Study of internet service providers’ bills shows confusing amounts, high prices, and a lack of competitive prices
Comcast is one of the companies that I dislike the most. I’m using polite language here because it’s the best thing for bloggers to do. I’ve had poor customer service many, many times, and one customer service manager used abusive language, calling me derogatory names.
Another thing that irks me about Comcast is mandatory fees, such as $20 a month for sports, for items that I don’t want or need.
I wish there were better alternatives in my area for internet service and competitive prices.
In an internet service provider study, Consumer Reports collected data from monthly internet bills sent to and paid by consumers.
Here are some of the findings:
- Internet pricing can sometimes appear to be arbitrary; in several instances companies charged different prices for exactly the same service plans.
- Overall, average pre-discount prices for internet service ranged from less than $40 to more than $100 a month. The median price of the 18,359 bills where Consumer Reports could clearly identify internet cost was $74.99.
- The average internet speeds consumers purchased varied dramatically, most ranging from 10 Mbps up to 1 Gigabit, or roughly 100 times faster.
- The bills Consumer Reports received show that prices can vary by market, especially when consumers have choice among providers. Americans in markets where Consumer Reports received bills from at least three broadband competitors reported paying, on average, about $5 per month less for service than those in areas where we received bills from one or two providers, and reported prices were lower still as the number of local competitors increased.
- Many of the bills collected included add-on fees for extra services, such as “unlimited data allowances” or data overage fees with plans that have data caps.
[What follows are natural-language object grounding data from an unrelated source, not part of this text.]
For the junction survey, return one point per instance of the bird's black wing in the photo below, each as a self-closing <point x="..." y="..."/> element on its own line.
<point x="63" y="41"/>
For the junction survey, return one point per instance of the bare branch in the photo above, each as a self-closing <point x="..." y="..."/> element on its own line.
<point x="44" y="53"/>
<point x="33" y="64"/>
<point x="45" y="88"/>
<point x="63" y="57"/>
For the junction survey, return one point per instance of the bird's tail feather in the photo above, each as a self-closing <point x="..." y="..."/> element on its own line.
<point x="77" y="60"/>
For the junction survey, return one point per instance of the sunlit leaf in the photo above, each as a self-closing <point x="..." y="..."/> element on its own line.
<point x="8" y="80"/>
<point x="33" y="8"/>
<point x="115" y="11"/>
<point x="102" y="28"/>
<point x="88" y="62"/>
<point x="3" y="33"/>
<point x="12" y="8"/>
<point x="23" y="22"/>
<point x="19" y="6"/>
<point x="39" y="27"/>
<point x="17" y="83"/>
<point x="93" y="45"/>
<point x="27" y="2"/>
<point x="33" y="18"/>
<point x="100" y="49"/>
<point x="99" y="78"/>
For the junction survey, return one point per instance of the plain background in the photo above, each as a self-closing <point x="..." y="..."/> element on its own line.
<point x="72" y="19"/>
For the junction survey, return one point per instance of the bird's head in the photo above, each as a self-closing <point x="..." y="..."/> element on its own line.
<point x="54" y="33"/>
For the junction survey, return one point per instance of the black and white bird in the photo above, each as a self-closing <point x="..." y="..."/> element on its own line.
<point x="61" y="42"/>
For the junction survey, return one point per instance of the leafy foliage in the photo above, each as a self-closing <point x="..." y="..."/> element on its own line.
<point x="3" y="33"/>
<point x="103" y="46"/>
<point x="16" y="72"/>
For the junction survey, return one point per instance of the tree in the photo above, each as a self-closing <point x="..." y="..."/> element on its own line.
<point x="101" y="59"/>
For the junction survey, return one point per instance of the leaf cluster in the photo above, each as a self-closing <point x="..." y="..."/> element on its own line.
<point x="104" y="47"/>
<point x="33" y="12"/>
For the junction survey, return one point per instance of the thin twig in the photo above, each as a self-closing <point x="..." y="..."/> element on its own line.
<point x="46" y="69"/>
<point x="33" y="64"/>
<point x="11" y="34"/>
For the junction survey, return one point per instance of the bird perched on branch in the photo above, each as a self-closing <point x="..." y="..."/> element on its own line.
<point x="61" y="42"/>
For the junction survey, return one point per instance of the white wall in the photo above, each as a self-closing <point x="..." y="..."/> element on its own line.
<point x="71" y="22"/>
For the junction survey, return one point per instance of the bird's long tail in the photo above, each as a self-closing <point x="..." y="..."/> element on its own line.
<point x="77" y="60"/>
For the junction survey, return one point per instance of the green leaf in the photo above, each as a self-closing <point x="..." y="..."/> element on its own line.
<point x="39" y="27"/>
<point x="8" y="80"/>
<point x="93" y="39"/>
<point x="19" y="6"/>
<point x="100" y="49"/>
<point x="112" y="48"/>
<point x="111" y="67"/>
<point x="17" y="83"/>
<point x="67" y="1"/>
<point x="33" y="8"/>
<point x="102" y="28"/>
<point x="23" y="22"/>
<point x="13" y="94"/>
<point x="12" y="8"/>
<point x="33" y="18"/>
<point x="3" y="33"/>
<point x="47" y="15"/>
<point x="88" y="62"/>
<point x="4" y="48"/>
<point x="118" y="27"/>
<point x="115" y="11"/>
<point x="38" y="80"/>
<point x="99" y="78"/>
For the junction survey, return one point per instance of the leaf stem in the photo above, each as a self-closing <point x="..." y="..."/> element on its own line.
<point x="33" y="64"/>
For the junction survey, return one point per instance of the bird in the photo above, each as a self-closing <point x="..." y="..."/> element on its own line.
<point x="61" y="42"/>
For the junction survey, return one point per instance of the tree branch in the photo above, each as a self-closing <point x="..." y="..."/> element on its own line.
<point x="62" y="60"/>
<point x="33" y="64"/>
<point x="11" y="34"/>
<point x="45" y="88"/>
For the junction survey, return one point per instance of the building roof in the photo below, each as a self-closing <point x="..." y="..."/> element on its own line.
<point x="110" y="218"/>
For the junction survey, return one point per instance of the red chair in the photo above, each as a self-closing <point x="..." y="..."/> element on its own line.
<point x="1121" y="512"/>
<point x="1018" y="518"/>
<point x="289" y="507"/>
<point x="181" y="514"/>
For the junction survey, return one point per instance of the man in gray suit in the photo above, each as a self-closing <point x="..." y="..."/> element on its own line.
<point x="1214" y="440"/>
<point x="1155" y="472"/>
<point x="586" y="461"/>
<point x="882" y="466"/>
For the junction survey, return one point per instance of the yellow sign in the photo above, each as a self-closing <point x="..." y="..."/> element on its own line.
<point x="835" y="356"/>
There can also be extra charges for equipment such as router or modem rental fees.
- More than a dozen internet service providers were found to charge company-imposed fees – also known as junk fees – under names such as “network enhancement fee,” “internet infrastructure fee,” “deregulated administration fee,” and “technology service fee.” They can surprise consumers when they appear on monthly bills, and can enable providers to raise prices without seeming to violate marketing or contractual price commitments.
Policymakers and regulators need to address the lack of competition in the marketplace and the tactics providers use to increase profits.
Consumer Report has long advocated for greater competition and more transparency in the broadband marketplace, said Jonathan Schwantes, senior policy counsel for the organization. It supports the Federal Communication Commission’s ongoing broadband label proceeding, which has a chance to solve many of the problems uncovered by Consumer Reports’ research, Schwantes said.
A broadband label would clearly present pricing information, any additional fees (for example, device rental fees), promotional discounts and length, and performance information (for example, expected download and upload speeds).
Consumer Reports also is urging Congress to pass two bills – the Community Broadband Act and the Uncap America Act.
The broadband act would boost competition by helping cities provide low-cost municipal broadband service to compete with the biggest providers, and make sure providers don’t game the system to keep competitors out of their markets. The uncap act would require that data caps be used only for network management purposes, and direct the FCC to prohibit data caps in the fixed broadband market where they can’t be technically justified.
Consumer Reports launched the Fight for Fair Internet project in 2021 with dozens of partner organizations to collect and analyze consumer internet bills.
It analyzed more than 22,000 bills from 50 states, the District of Columbia, Puerto Rico, and the U.S. Virgin Islands. The bills included more than 500 separate internet service providers and different types of internet service, such as coaxial cable, fiber optic, satellite, fixed wireless, and DSL.
Earlier research looked at data from publicly available sources such as internet service provider websites.